Sonsuza Dek / Eternity
Fantastikle aşkı çok özel biçimde bağdaştıran bir film
‘Sonsuza Dek’ filmini asıl kurtaran özellikle son yarım saatteki gelişmelerdir. Ben başta filmi çok naif bulmuştum. Ama son bölümde sanki başlarda eksikliği duyulan zekâ ve beceri unsurları oyuna girdi. Ve zekâ bir yana, gözümden yaş bile geldi
Haftanın normal gösterim koşullarında sinema yazarlarına sunulan tek filmi. Ayrıca da kendi sınırları içinde son dönemin en tuhaf, en çelişkili, seyirciyi mutlaka bayıltan filmi : Kimilerini öfkeden, kimilerini ise keyiften… Böylesi kolay bulunur mu?
Önce bir aileyi tanırız. En yaşlılarıyla büyük anne ve dede… Sonra çocukları ve torunlarıyla… Sonra da içinde bulundukları o en garip alemi: Burası artık ebediyete teslim olmuş, onun getireceği her şeyi kabullenmiş bir ortamdır. O tuhaf AK’tan (her neyse) çıkıp gelecek, ölümü normal sayan, nasılsa ardından beklenen ebediliğiyle teselli bulan…

Aslında bu son derece etkileyici, aynı ölçüde girift bir aşk hikâyesidir. Daha doğrusu iç içe geçmiş en azından üç, belki daha çok aşk hikayesi… Kendi adıma, bu aşklardan çok etkilendim; özgünlüklerine hayran oldum. Ama izlerken, keşke o garip ve fantastik ‘ebedilik’ olayına el atmasalardı dedim. Elbette yönetmen ve senaryo yazarları hesabına… Ki onlar da hiç tanımadığım(ız) kişiler, onu da söyleyeyim.
Böylece, onların ağzının tadına uyarak, garip, fantastik ve aşırı fantezi gelişmeleri izliyoruz. Hayli geniş bir perdede, hayat ve ebediyet arasındaki ilişkileri… Ruh nedir, ölüm nasıl gelir, Yeni Ahit-Eski Ahit gibi eski kaynaklar bize ne verir… Ahret Koordinatörü, Arşiv Tünelleri, daha neler de neler…
Ama artık somut olarak hikâyeye girelim. Baş kadınımız Joan (Elizabeth Olsen’den etkileyici bir kompozisyon) kanserden yeni sıyrılmıştır. Kocası Larry’ye tam anlamıyla aşıktır. Ama ona başka bir erkek de tutulur : Luke…

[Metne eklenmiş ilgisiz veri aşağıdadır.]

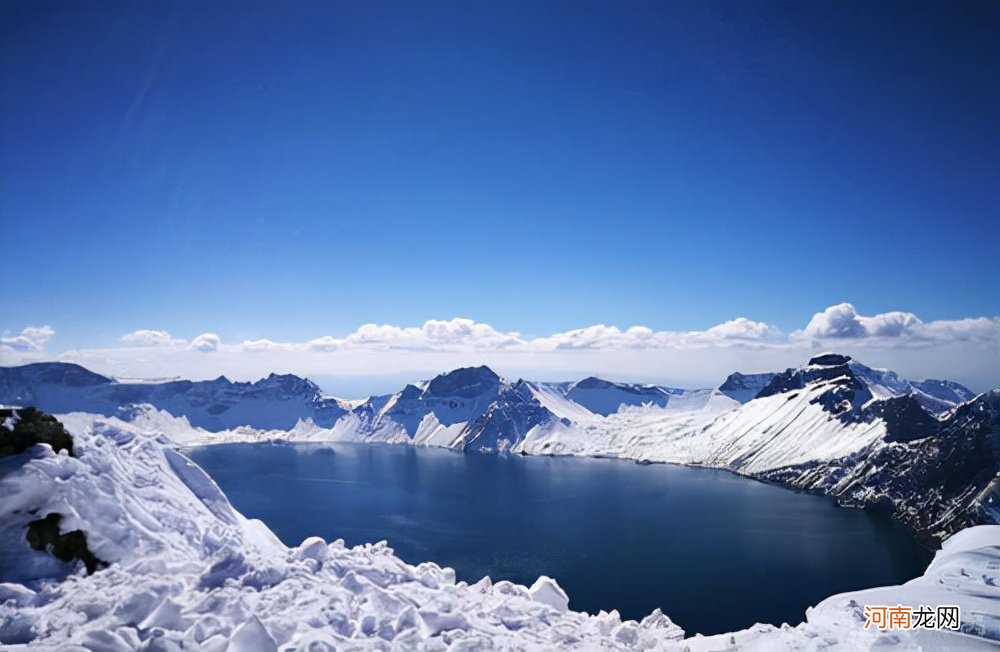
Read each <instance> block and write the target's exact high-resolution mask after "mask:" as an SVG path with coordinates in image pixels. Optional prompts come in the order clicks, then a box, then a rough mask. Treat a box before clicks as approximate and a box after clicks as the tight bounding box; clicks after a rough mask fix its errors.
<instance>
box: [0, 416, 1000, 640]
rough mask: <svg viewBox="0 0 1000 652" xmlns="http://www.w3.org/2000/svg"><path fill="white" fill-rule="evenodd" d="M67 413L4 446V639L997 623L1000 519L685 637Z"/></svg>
mask: <svg viewBox="0 0 1000 652" xmlns="http://www.w3.org/2000/svg"><path fill="white" fill-rule="evenodd" d="M647 410H648V409H647ZM642 412H643V410H639V409H636V410H634V413H636V414H638V413H642ZM64 419H65V423H66V426H67V428H68V429H69V431H70V432H71V433H72V435H73V439H74V447H73V448H74V452H75V455H76V456H75V457H71V456H69V455H67V454H66V453H65V452H62V453H54V452H53V451H52V448H51V447H49V446H48V445H47V444H42V445H36V446H34V447H33V448H31V449H29V450H27V451H25V452H23V453H20V454H16V455H12V456H9V457H5V458H3V459H2V460H0V465H2V466H0V469H2V474H0V495H2V496H3V497H4V499H3V501H2V502H0V545H2V549H3V552H4V554H3V555H2V556H0V644H2V645H3V647H4V649H5V650H20V649H22V648H25V649H29V648H30V649H41V650H90V651H92V652H111V651H123V650H137V649H143V650H171V651H173V650H206V651H220V652H221V651H225V650H230V651H254V652H276V651H277V650H278V649H281V650H283V651H284V650H288V651H299V650H301V651H303V652H304V651H307V650H308V651H310V652H316V651H320V650H327V651H329V650H341V649H394V650H397V649H398V650H410V649H426V650H445V649H448V650H481V649H500V650H528V649H577V650H677V651H679V650H682V649H687V650H692V651H699V652H708V651H716V650H718V651H721V650H731V649H741V650H777V651H781V650H810V649H823V650H831V651H836V650H866V649H873V650H874V649H879V650H884V649H899V650H908V649H945V648H946V647H947V646H951V647H952V649H969V650H972V649H995V647H992V646H995V645H996V643H997V641H1000V623H998V619H997V614H998V613H1000V589H998V588H997V587H998V586H1000V575H998V572H1000V570H998V564H997V563H996V560H997V558H998V554H1000V548H998V542H1000V526H982V527H977V528H971V529H968V530H965V531H963V532H960V533H959V534H957V535H955V536H954V537H952V538H951V539H950V540H948V541H946V542H945V545H944V547H943V549H942V550H941V552H939V553H938V555H937V556H936V558H935V560H934V562H933V563H932V564H931V565H930V567H929V568H928V571H927V573H926V575H925V576H924V577H922V578H918V579H916V580H914V581H912V582H909V583H908V584H906V585H903V586H900V587H885V588H880V589H871V590H868V591H862V592H856V593H850V594H843V595H839V596H833V597H831V598H829V599H827V600H825V601H824V602H822V603H820V604H819V605H817V606H816V607H815V608H813V609H810V610H809V611H808V612H807V614H806V617H807V620H806V622H805V623H803V624H801V625H799V626H798V627H794V628H792V627H788V626H783V627H781V628H777V627H774V626H771V625H757V626H754V627H752V628H749V629H747V630H744V631H741V632H735V633H733V634H724V635H719V636H712V637H695V638H688V639H683V632H682V631H681V630H680V629H679V628H678V627H676V626H675V625H673V623H671V621H670V620H669V618H668V617H667V616H665V615H663V614H661V613H659V612H654V613H653V614H651V615H650V616H648V617H647V618H645V619H644V620H643V621H642V622H635V621H626V622H622V621H621V619H620V618H619V617H618V615H617V613H615V612H612V613H611V614H607V613H603V612H602V613H600V614H597V615H588V614H584V613H578V612H573V611H570V610H568V609H567V596H566V595H565V593H564V592H563V591H562V590H561V589H560V588H559V586H558V585H557V584H556V583H555V582H554V581H552V580H550V579H548V578H544V577H543V578H539V580H538V581H537V582H535V583H534V584H533V585H532V586H531V587H524V586H518V585H514V584H512V583H510V582H506V581H502V580H500V581H492V580H490V579H489V578H484V579H483V580H481V581H479V582H477V583H475V584H472V585H468V584H466V583H464V582H456V580H455V574H454V571H452V570H451V569H448V568H440V567H439V566H437V565H435V564H433V563H431V562H425V563H422V564H419V565H417V566H411V565H408V564H406V563H404V562H402V561H401V560H400V559H399V558H397V557H396V556H395V555H394V554H393V552H392V550H391V549H389V548H387V547H386V546H385V544H384V543H377V544H374V545H370V544H369V545H365V546H359V547H355V548H346V547H345V546H344V545H343V543H342V542H341V541H334V542H333V543H327V542H325V541H323V540H321V539H319V538H317V537H312V538H309V539H306V540H305V541H303V542H302V544H301V545H299V546H297V547H295V548H287V547H285V546H284V545H282V544H281V543H280V542H279V541H278V540H277V538H276V537H275V536H274V535H273V534H272V533H271V532H270V531H269V530H268V529H267V528H266V527H265V526H264V525H263V524H261V523H259V522H256V521H249V520H247V519H245V518H243V517H242V516H241V515H240V514H239V513H237V512H236V511H235V510H234V509H233V508H232V506H231V505H230V504H229V502H228V501H227V499H226V497H225V496H224V495H223V494H222V492H221V491H220V490H219V489H218V487H217V486H216V485H215V483H214V482H213V481H212V480H211V479H210V478H209V477H208V476H207V475H205V474H204V472H202V471H201V469H200V468H198V467H197V466H196V465H195V464H193V463H192V462H191V461H190V460H188V459H187V458H186V457H184V456H183V455H182V454H181V453H178V452H176V451H175V450H174V449H173V448H172V446H171V444H170V441H169V440H168V439H167V438H165V437H164V436H163V435H162V434H160V433H158V432H157V431H155V430H153V431H149V430H146V429H145V428H143V427H139V425H137V424H136V423H127V422H124V421H121V420H119V419H116V418H103V417H95V416H93V415H81V414H73V415H68V416H67V417H65V418H64ZM52 519H54V520H56V521H59V528H58V530H57V531H56V532H55V533H54V535H58V536H59V537H75V539H76V540H77V541H80V540H82V541H83V544H82V545H83V547H84V548H86V549H88V550H90V551H91V552H92V554H94V555H95V556H96V557H97V558H99V560H100V561H102V562H106V563H107V567H105V568H102V569H98V570H95V572H93V573H92V574H87V573H86V571H85V569H84V568H83V564H82V563H81V562H79V561H71V562H68V563H67V562H60V561H58V560H56V559H54V558H53V556H52V554H51V552H50V551H52V550H53V549H49V550H50V551H44V550H35V549H33V548H32V546H31V545H30V543H29V538H30V536H31V535H30V534H29V532H30V530H31V527H30V526H29V524H30V523H33V522H36V521H45V520H52ZM718 590H725V588H724V587H719V588H718ZM869 604H890V605H895V604H905V605H912V606H917V605H919V604H955V605H958V606H959V607H960V608H961V610H962V612H961V613H962V623H963V625H962V631H960V632H940V633H938V632H932V631H923V630H914V631H899V630H897V631H892V632H879V631H876V630H874V629H869V630H866V629H865V628H864V626H863V622H864V617H863V615H862V611H863V609H862V608H863V606H864V605H869ZM921 646H922V648H921Z"/></svg>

Başta dediğim gibi, belki filmin en çekici yanı karşımıza gelir. Ve sonunda kimin kiminle birleşeceği, klasik “Love Story” filminden beri görüldüğü gibi seyircisini tavlar. Özelikle iki aşk arasında kalan Joan… Acaba bu tuhaf hikâyenin bir ‘happy end”i olacak mıdır?
Böylece seyircisini iki arada bir derede bırakan bir film gelir karşımıza… Ve de anılan bir avuç çekici isim… Örneğin birine benzetilen bir dönemin ikon starı Montgomery Clift… Sesiyle anılan unutulmaz şarkıcı Dean Martin… Albert Camus, Jean-Paul Sartre gibi adlarıyla anılan Fransız edebiyatı.… Veya Büyük Umutlar klasiğiyle anılan İngiliz yazarı Charles Dickens…
Ama bence filmi asıl kurtaran özellikle son yarım saatteki gelişmelerdir. Ben başta filmi çok naif bulmuştum. Ama son bölümde sanki başlarda eksikliği duyulan zekâ ve beceri unsurları oyuna girdi. Ve zekâ bir yana, gözümden yaş bile geldi.
Olsen’i zaten övmüştüm. Ama onun çifte aşıklarındaki Miles Teller-Callum Turner ikilisi… O devasa şişman, siyahi Anna’da inanılmaz biçimde göz dolduran Da’Vine Jay Randolph… Ve diğer yan oyuncular…
Tüm bunlar bir araya geldiler. Buna kimi yabancı eleştiriler de katılınca, önce X X verdiğim filmin notu X X X oldu.
İşte böyle… Seçim her zamanki gibi siz seyircilerin…
Yönetmen : David Freyn
Senaryo : David Freyn, Patrick Cunnane
Görüntü Yönetmeni : Ruairí O’Brien
Kurgu : Joe Sawyer
Müzik : David Fleming
Oyuncular : Elizabeth Olsen, Miles Teller, Callum Turner
ABD / Romantik komedi-Fantastik-Dram / 112 Dk.